Ø  Large primary – T3/T4

Ø  Deep infiltrative tumour

Ø  High grade tumour

Ø  Lymphovascular and perineural invasion

2.  Lymph nodes:

Ø  Bulky nodal disease N2/N3

Ø  Extra nodal extension

Ø  Multiple level involvement

Ø  Multiple nodes

3.  Chemo-radiotherapy

Ø  Positive or close margin after curative resection

Ø  Nodes with perinodal extension

4.  Role of Brachytherapy (BRT)

Ø  Accessible lesions

Ø  Small (preferable < 3 cm) tumours

Ø  Lesions away from bone

Ø  N0 nodal status

Ø  Superficial lesions

Dose for radical radiotherapy

Tumours suitable for brachytherapy

Ø  T1-2 N0:- Radical BRT: 60-70Gy low dose rate 192Iridium or equivalent doses with fractionated high dose rate.

Ø  T1-3 N0-1- External RT: 56 -60Gy/28-30#/6wks Boost BRT: Low dose rate 192Iridium: 15-20 Gy or High Dose rate: 14Gy in 4 fractions over 2 days (4-3- 3-4 Gy)

Tumours not suitable for brachytherapy

Ø  T1-4 N0-2 -Concomitant chemoradiation: 66-70Gy/33-35#/ 6-7 wks + Sconcomitant Cisplatin, 30mg/m2 for 6-7 wks or 3 weekly Cisplatinum, 100mg

/m2 x 3 cycles

Or

Ø  External RT: 66-70GY/33-35#/6-7weeks (reducing fields)

Doses and Volumes in adjuvant setting

Ø  Primary and involved nodal disease: 56-60 Gy/ 28-30#/6 weeks, using reducing fields.
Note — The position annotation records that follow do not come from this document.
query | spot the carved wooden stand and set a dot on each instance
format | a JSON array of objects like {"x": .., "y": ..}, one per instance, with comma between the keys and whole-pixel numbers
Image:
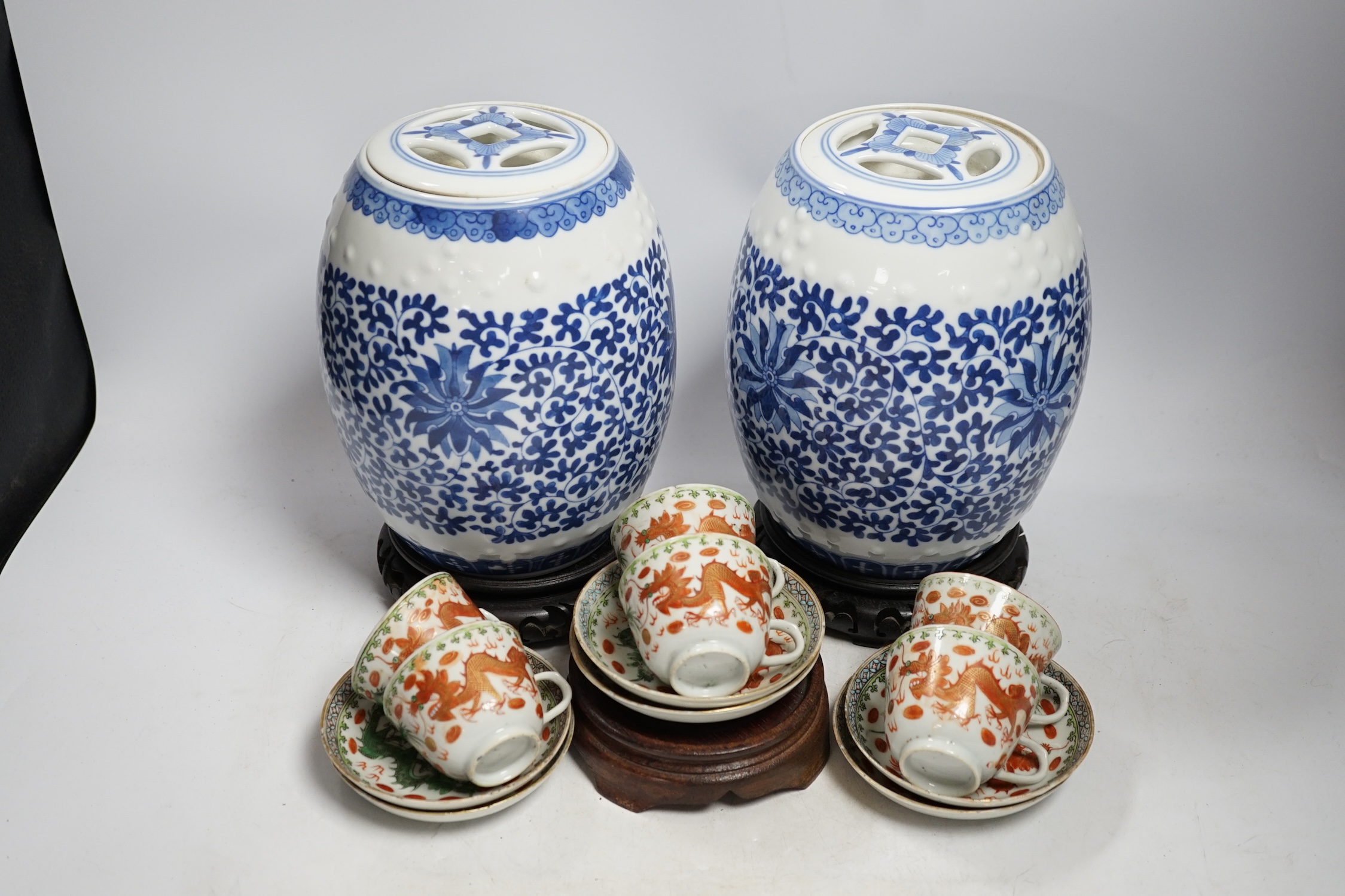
[
  {"x": 539, "y": 605},
  {"x": 639, "y": 762},
  {"x": 872, "y": 610}
]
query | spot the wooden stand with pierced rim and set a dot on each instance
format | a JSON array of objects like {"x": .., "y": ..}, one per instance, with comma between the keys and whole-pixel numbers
[
  {"x": 539, "y": 605},
  {"x": 641, "y": 763}
]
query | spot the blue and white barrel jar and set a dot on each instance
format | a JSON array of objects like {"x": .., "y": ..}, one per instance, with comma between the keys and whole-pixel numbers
[
  {"x": 908, "y": 335},
  {"x": 498, "y": 334}
]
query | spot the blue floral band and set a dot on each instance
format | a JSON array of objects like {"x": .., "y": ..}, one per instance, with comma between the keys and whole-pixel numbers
[
  {"x": 914, "y": 225},
  {"x": 516, "y": 425},
  {"x": 898, "y": 425},
  {"x": 492, "y": 225}
]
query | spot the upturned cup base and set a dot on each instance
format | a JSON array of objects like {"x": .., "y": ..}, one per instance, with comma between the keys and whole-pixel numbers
[
  {"x": 539, "y": 605},
  {"x": 941, "y": 767},
  {"x": 505, "y": 759},
  {"x": 872, "y": 610},
  {"x": 709, "y": 669}
]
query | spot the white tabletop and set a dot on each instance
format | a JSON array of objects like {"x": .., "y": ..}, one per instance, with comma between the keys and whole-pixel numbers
[{"x": 175, "y": 616}]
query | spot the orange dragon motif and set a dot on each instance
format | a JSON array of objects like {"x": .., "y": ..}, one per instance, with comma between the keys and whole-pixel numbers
[
  {"x": 414, "y": 640},
  {"x": 719, "y": 525},
  {"x": 1009, "y": 631},
  {"x": 715, "y": 577},
  {"x": 444, "y": 698},
  {"x": 959, "y": 698},
  {"x": 666, "y": 527},
  {"x": 957, "y": 614}
]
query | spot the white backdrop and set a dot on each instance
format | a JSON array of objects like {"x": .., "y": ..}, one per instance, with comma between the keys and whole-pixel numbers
[{"x": 171, "y": 622}]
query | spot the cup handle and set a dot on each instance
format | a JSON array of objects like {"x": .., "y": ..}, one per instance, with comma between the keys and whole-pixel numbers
[
  {"x": 776, "y": 577},
  {"x": 1062, "y": 698},
  {"x": 1035, "y": 778},
  {"x": 792, "y": 631},
  {"x": 565, "y": 693}
]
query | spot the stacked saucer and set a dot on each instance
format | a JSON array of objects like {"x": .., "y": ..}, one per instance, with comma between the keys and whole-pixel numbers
[
  {"x": 858, "y": 729},
  {"x": 376, "y": 761},
  {"x": 446, "y": 715},
  {"x": 975, "y": 669},
  {"x": 603, "y": 649}
]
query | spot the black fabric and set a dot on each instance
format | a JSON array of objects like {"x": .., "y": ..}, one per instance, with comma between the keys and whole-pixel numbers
[{"x": 46, "y": 371}]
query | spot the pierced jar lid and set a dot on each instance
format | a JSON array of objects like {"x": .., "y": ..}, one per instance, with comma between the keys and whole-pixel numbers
[
  {"x": 922, "y": 156},
  {"x": 492, "y": 151}
]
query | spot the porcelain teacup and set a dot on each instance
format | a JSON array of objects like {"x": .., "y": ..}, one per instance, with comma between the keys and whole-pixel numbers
[
  {"x": 700, "y": 609},
  {"x": 468, "y": 703},
  {"x": 959, "y": 702},
  {"x": 434, "y": 605},
  {"x": 681, "y": 509},
  {"x": 973, "y": 601}
]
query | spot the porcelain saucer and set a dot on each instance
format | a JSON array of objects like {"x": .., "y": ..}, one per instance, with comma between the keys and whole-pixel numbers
[
  {"x": 451, "y": 816},
  {"x": 1067, "y": 742},
  {"x": 670, "y": 714},
  {"x": 855, "y": 754},
  {"x": 604, "y": 636},
  {"x": 370, "y": 754}
]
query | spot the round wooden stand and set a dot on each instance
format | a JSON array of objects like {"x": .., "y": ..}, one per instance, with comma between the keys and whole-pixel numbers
[
  {"x": 539, "y": 605},
  {"x": 872, "y": 610},
  {"x": 639, "y": 762}
]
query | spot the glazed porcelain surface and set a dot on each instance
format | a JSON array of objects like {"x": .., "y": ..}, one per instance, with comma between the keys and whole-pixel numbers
[
  {"x": 371, "y": 756},
  {"x": 604, "y": 633},
  {"x": 858, "y": 759},
  {"x": 498, "y": 332},
  {"x": 908, "y": 335},
  {"x": 431, "y": 606},
  {"x": 499, "y": 804},
  {"x": 959, "y": 702},
  {"x": 579, "y": 660},
  {"x": 700, "y": 606},
  {"x": 864, "y": 710},
  {"x": 470, "y": 704},
  {"x": 963, "y": 600},
  {"x": 681, "y": 509}
]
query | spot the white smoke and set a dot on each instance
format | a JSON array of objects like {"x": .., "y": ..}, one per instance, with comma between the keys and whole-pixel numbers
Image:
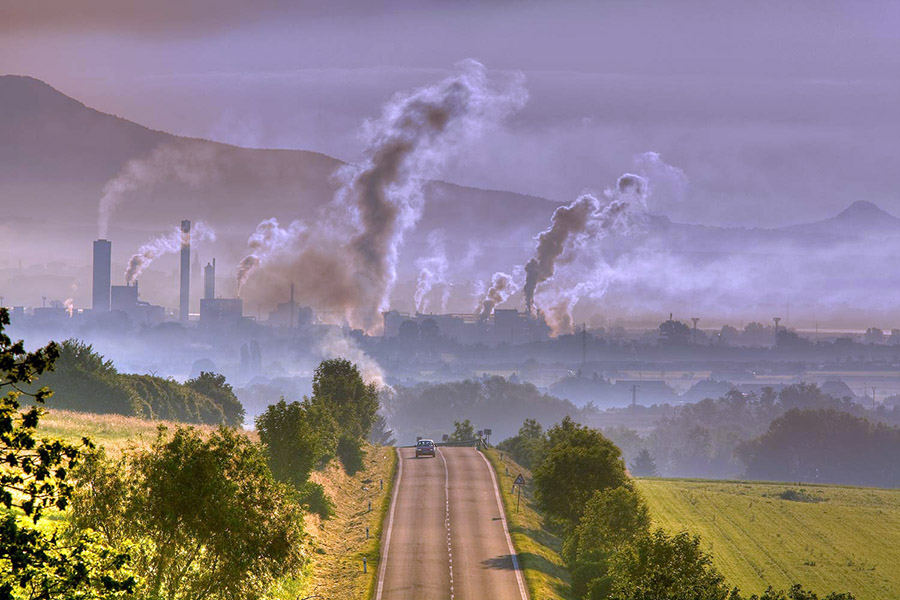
[
  {"x": 503, "y": 285},
  {"x": 336, "y": 344},
  {"x": 348, "y": 259},
  {"x": 432, "y": 272},
  {"x": 192, "y": 163},
  {"x": 166, "y": 244}
]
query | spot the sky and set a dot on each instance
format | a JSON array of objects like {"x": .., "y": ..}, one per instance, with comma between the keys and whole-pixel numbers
[{"x": 777, "y": 112}]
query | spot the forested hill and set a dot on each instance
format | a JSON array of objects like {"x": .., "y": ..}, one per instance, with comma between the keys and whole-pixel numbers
[{"x": 83, "y": 381}]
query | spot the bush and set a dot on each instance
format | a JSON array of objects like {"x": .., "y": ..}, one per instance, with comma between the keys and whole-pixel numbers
[{"x": 313, "y": 498}]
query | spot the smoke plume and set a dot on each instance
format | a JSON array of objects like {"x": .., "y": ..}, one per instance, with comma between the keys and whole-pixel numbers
[
  {"x": 432, "y": 272},
  {"x": 167, "y": 244},
  {"x": 192, "y": 163},
  {"x": 502, "y": 287},
  {"x": 348, "y": 260},
  {"x": 567, "y": 221}
]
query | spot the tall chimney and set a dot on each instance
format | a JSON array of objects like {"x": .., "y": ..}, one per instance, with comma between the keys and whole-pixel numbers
[
  {"x": 184, "y": 299},
  {"x": 209, "y": 280},
  {"x": 102, "y": 269}
]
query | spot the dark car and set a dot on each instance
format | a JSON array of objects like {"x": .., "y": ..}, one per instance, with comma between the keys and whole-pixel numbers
[{"x": 425, "y": 448}]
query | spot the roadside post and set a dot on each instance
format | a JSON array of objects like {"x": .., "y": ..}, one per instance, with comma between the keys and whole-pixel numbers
[{"x": 517, "y": 484}]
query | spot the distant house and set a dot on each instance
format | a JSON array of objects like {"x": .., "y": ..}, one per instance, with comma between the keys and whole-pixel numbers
[{"x": 707, "y": 388}]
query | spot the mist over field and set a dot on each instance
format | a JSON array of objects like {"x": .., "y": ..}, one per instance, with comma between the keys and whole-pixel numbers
[{"x": 420, "y": 299}]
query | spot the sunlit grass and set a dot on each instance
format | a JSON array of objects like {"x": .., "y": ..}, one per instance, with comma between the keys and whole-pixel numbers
[{"x": 827, "y": 538}]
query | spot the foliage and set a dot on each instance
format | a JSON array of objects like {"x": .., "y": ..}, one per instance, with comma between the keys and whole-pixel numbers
[
  {"x": 644, "y": 465},
  {"x": 88, "y": 382},
  {"x": 351, "y": 454},
  {"x": 312, "y": 496},
  {"x": 527, "y": 447},
  {"x": 463, "y": 431},
  {"x": 825, "y": 446},
  {"x": 380, "y": 434},
  {"x": 205, "y": 516},
  {"x": 339, "y": 387},
  {"x": 34, "y": 476},
  {"x": 578, "y": 462},
  {"x": 612, "y": 519},
  {"x": 293, "y": 442},
  {"x": 661, "y": 566},
  {"x": 429, "y": 409},
  {"x": 214, "y": 386}
]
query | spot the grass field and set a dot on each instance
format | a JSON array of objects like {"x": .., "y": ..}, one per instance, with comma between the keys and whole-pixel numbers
[
  {"x": 828, "y": 538},
  {"x": 538, "y": 549},
  {"x": 336, "y": 546}
]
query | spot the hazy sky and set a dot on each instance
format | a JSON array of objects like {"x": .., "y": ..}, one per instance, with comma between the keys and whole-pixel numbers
[{"x": 778, "y": 112}]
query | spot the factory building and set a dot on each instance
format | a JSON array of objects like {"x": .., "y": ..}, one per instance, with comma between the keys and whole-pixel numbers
[
  {"x": 184, "y": 302},
  {"x": 102, "y": 275}
]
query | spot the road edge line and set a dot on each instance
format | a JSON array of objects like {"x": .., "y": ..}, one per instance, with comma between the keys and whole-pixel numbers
[
  {"x": 512, "y": 551},
  {"x": 382, "y": 560}
]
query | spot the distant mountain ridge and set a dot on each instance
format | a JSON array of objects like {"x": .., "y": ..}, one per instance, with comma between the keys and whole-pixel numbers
[{"x": 57, "y": 154}]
Ø  Site of residual disease, positive cut margins: 4-10 Gy Boost

Ø  Uninvolved nodal stations: 45 -50 Gy

Dose of chemotherapy in the adjuvant setting in combination with radiotherapy: 30mg/m2 weekly with hydration and antiemetic prophylaxis

Rehabilitation

Ø  Abstinence from tobacco/alcohol

Ø  Oral hygiene

Ø  Shoulder physiotherapy in all cases of neck dissections

Ø  Bite guide prosthesis following mandibulectomy

Ø  Jaw stretching exercises to prevent post-operative trismus

Ø  Swallowing and speech rehabilitation

Follow up :

Ø  Every 2-3 months in first 2 years

Ø  Six monthly for next 3 years

Ø  Annually thereafter

Ø  On every follow up thorough head and neck examination for loco-regional control, second primary tumour and late sequelae of treatment. Investigation only if indicated by symptoms and positive clinical findings.

Ø  Serum T3, T4 & TSH annually for all patients ssreceiving RT.